D.light is a for-profit company started in 2007 by Stanford MBA students Ned Tozun and Sam Goldman, whose idea for solar-powered lights was born out of a Stanford Design School course called “Entrepreneurial Design for Extreme Affordability.” As a Peace Corps volunteer in Benin, Goldman had seen a young boy badly burned by a kerosene lamp. Both founders knew that more than 2 billion people in the world don’t have access to reliable electricity. Venture-capital firm Draper Fisher Jurvetson, which sponsored the design contest, invested $250,000.
Tice, meanwhile, had enjoyed a more conventional business career in the consumer products industry, running the Folger’s coffee business for Procter & Gamble and helping to develop new products for Dreyer’s ice cream.
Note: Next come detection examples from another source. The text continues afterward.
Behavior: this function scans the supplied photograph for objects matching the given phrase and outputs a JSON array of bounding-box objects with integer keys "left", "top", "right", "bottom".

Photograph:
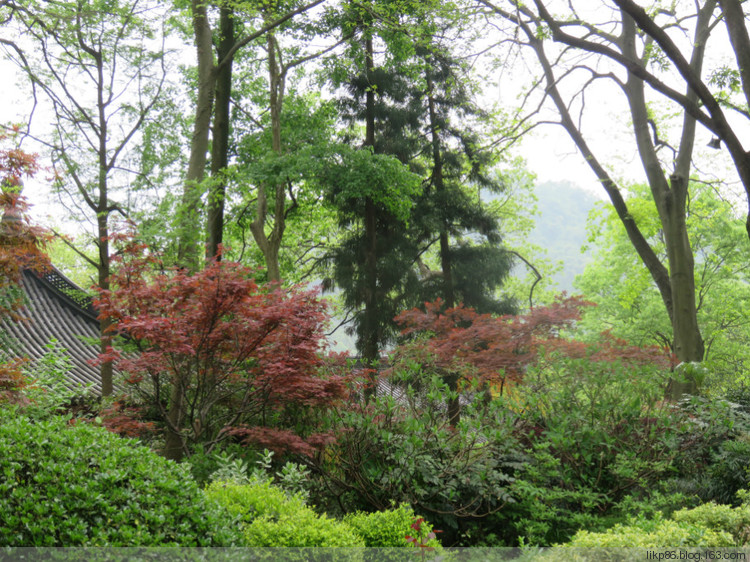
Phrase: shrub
[
  {"left": 344, "top": 504, "right": 439, "bottom": 548},
  {"left": 313, "top": 358, "right": 523, "bottom": 543},
  {"left": 243, "top": 507, "right": 365, "bottom": 548},
  {"left": 0, "top": 410, "right": 238, "bottom": 546},
  {"left": 565, "top": 496, "right": 750, "bottom": 548},
  {"left": 564, "top": 519, "right": 735, "bottom": 548},
  {"left": 206, "top": 481, "right": 365, "bottom": 547}
]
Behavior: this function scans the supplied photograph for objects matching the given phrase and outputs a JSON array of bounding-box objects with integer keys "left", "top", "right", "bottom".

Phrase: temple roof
[{"left": 2, "top": 266, "right": 101, "bottom": 394}]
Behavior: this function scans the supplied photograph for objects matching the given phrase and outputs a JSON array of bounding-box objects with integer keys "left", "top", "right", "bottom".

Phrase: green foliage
[
  {"left": 243, "top": 508, "right": 364, "bottom": 547},
  {"left": 206, "top": 481, "right": 364, "bottom": 547},
  {"left": 313, "top": 365, "right": 522, "bottom": 543},
  {"left": 344, "top": 504, "right": 440, "bottom": 548},
  {"left": 576, "top": 182, "right": 750, "bottom": 384},
  {"left": 0, "top": 410, "right": 237, "bottom": 547}
]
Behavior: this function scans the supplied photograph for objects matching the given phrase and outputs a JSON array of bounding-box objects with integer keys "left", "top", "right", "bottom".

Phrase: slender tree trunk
[
  {"left": 250, "top": 28, "right": 286, "bottom": 283},
  {"left": 97, "top": 212, "right": 113, "bottom": 396},
  {"left": 206, "top": 6, "right": 235, "bottom": 260},
  {"left": 426, "top": 70, "right": 461, "bottom": 420},
  {"left": 163, "top": 380, "right": 185, "bottom": 462},
  {"left": 362, "top": 32, "right": 380, "bottom": 366},
  {"left": 177, "top": 0, "right": 216, "bottom": 271}
]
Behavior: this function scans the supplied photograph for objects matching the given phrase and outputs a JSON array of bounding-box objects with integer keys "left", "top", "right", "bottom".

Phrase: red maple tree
[
  {"left": 97, "top": 246, "right": 345, "bottom": 458},
  {"left": 0, "top": 127, "right": 51, "bottom": 403},
  {"left": 396, "top": 297, "right": 670, "bottom": 391}
]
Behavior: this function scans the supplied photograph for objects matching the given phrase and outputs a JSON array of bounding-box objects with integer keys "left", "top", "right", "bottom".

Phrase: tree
[
  {"left": 0, "top": 127, "right": 51, "bottom": 404},
  {"left": 232, "top": 7, "right": 343, "bottom": 283},
  {"left": 3, "top": 0, "right": 167, "bottom": 396},
  {"left": 98, "top": 245, "right": 344, "bottom": 460},
  {"left": 178, "top": 0, "right": 325, "bottom": 270},
  {"left": 538, "top": 0, "right": 750, "bottom": 242},
  {"left": 333, "top": 2, "right": 510, "bottom": 368},
  {"left": 576, "top": 184, "right": 750, "bottom": 386},
  {"left": 480, "top": 0, "right": 715, "bottom": 396}
]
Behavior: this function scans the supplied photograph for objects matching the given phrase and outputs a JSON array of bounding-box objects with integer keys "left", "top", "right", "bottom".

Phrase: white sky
[{"left": 0, "top": 1, "right": 744, "bottom": 225}]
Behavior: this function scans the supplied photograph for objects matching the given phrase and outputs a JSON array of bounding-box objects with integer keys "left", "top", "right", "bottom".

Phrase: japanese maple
[
  {"left": 396, "top": 297, "right": 670, "bottom": 391},
  {"left": 97, "top": 248, "right": 345, "bottom": 458},
  {"left": 0, "top": 127, "right": 51, "bottom": 403}
]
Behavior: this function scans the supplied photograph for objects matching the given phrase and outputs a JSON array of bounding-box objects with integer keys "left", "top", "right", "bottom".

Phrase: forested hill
[{"left": 529, "top": 181, "right": 599, "bottom": 293}]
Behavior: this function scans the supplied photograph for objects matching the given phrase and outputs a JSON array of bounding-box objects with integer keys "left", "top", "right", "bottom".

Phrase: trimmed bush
[
  {"left": 0, "top": 411, "right": 239, "bottom": 546},
  {"left": 206, "top": 481, "right": 365, "bottom": 547},
  {"left": 563, "top": 519, "right": 735, "bottom": 548},
  {"left": 344, "top": 504, "right": 440, "bottom": 548}
]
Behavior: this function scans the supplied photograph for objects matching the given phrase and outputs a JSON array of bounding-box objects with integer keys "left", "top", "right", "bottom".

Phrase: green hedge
[
  {"left": 344, "top": 504, "right": 440, "bottom": 548},
  {"left": 565, "top": 496, "right": 750, "bottom": 548},
  {"left": 206, "top": 481, "right": 365, "bottom": 547},
  {"left": 0, "top": 411, "right": 239, "bottom": 546}
]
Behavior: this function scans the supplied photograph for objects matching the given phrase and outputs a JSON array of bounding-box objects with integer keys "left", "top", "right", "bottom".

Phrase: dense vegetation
[{"left": 0, "top": 0, "right": 750, "bottom": 556}]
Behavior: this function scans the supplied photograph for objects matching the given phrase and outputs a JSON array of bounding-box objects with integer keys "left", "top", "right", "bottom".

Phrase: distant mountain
[{"left": 529, "top": 181, "right": 600, "bottom": 293}]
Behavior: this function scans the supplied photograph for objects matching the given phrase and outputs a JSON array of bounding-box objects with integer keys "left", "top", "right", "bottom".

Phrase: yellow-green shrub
[
  {"left": 344, "top": 504, "right": 440, "bottom": 548},
  {"left": 563, "top": 519, "right": 735, "bottom": 548},
  {"left": 206, "top": 481, "right": 365, "bottom": 547}
]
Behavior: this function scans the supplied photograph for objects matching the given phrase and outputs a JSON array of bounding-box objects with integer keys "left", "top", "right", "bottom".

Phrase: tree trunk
[
  {"left": 426, "top": 69, "right": 461, "bottom": 420},
  {"left": 206, "top": 6, "right": 235, "bottom": 260},
  {"left": 362, "top": 32, "right": 380, "bottom": 378},
  {"left": 177, "top": 0, "right": 216, "bottom": 271},
  {"left": 163, "top": 380, "right": 185, "bottom": 462},
  {"left": 250, "top": 32, "right": 286, "bottom": 283},
  {"left": 97, "top": 212, "right": 114, "bottom": 396}
]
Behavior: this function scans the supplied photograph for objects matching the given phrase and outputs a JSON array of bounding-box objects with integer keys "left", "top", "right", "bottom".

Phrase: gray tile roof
[{"left": 0, "top": 267, "right": 101, "bottom": 394}]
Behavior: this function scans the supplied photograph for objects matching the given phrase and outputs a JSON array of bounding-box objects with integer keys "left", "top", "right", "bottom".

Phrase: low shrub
[
  {"left": 564, "top": 519, "right": 734, "bottom": 548},
  {"left": 344, "top": 504, "right": 440, "bottom": 548},
  {"left": 565, "top": 496, "right": 750, "bottom": 548},
  {"left": 206, "top": 481, "right": 365, "bottom": 547},
  {"left": 0, "top": 409, "right": 239, "bottom": 546}
]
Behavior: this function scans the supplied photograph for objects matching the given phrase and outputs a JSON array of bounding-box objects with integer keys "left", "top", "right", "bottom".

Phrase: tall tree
[
  {"left": 178, "top": 0, "right": 325, "bottom": 270},
  {"left": 479, "top": 0, "right": 716, "bottom": 396},
  {"left": 3, "top": 0, "right": 168, "bottom": 396}
]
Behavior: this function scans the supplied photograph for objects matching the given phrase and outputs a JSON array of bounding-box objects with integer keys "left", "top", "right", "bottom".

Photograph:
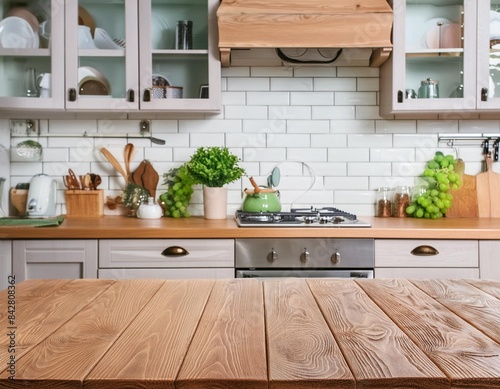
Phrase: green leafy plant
[{"left": 186, "top": 147, "right": 245, "bottom": 188}]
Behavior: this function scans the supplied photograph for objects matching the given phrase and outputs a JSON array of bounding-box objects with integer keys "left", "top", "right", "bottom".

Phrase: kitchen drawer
[
  {"left": 99, "top": 239, "right": 234, "bottom": 268},
  {"left": 98, "top": 267, "right": 234, "bottom": 280},
  {"left": 375, "top": 239, "right": 479, "bottom": 268},
  {"left": 374, "top": 267, "right": 479, "bottom": 279}
]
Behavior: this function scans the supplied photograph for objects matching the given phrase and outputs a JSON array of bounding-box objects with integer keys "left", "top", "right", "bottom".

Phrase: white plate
[
  {"left": 0, "top": 16, "right": 40, "bottom": 49},
  {"left": 151, "top": 14, "right": 174, "bottom": 50},
  {"left": 423, "top": 18, "right": 452, "bottom": 49}
]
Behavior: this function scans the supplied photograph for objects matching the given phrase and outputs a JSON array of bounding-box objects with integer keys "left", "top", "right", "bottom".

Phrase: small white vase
[{"left": 203, "top": 186, "right": 227, "bottom": 219}]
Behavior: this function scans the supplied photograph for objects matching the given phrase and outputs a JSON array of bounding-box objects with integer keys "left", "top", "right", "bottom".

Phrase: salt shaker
[
  {"left": 375, "top": 187, "right": 392, "bottom": 217},
  {"left": 394, "top": 186, "right": 411, "bottom": 217}
]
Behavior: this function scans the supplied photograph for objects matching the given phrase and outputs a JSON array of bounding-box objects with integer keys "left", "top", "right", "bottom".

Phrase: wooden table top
[{"left": 0, "top": 278, "right": 500, "bottom": 389}]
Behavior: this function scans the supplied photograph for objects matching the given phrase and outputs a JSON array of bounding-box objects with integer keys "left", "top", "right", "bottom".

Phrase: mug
[
  {"left": 78, "top": 26, "right": 96, "bottom": 49},
  {"left": 36, "top": 73, "right": 52, "bottom": 97}
]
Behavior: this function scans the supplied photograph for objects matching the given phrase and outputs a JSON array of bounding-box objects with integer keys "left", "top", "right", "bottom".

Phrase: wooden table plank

While working with advanced nanotechnology to create stain and wrinkle-resistant fabric for a company called Nano-Tex, he decided to make a change.
“I woke up one day and realized that I was saving the world from stains,” he said.
Through a networking group that looked at ways that entrepreneurs could help alleviate global poverty, Tice was introduced to investors who were considering putting money into d.light. He became an informal adviser to the company, joined the board when they closed their first round of financing in 2008, became chairman in 2010 and CEO about two years ago.
He’s glad he did: “I love the work. I love our customers. You bring something into their lives that changes their life. What’s not to like?”
One key to the success of d.light is the company’s willingness to listen to its customers. Senior executives visit rural villages in India or Africa, where most of the lanterns are sold.
“The consumers really design our products,” Tice said. “It’s what we used to do at P&G. Our teams tromp around in the dust with prototypes.”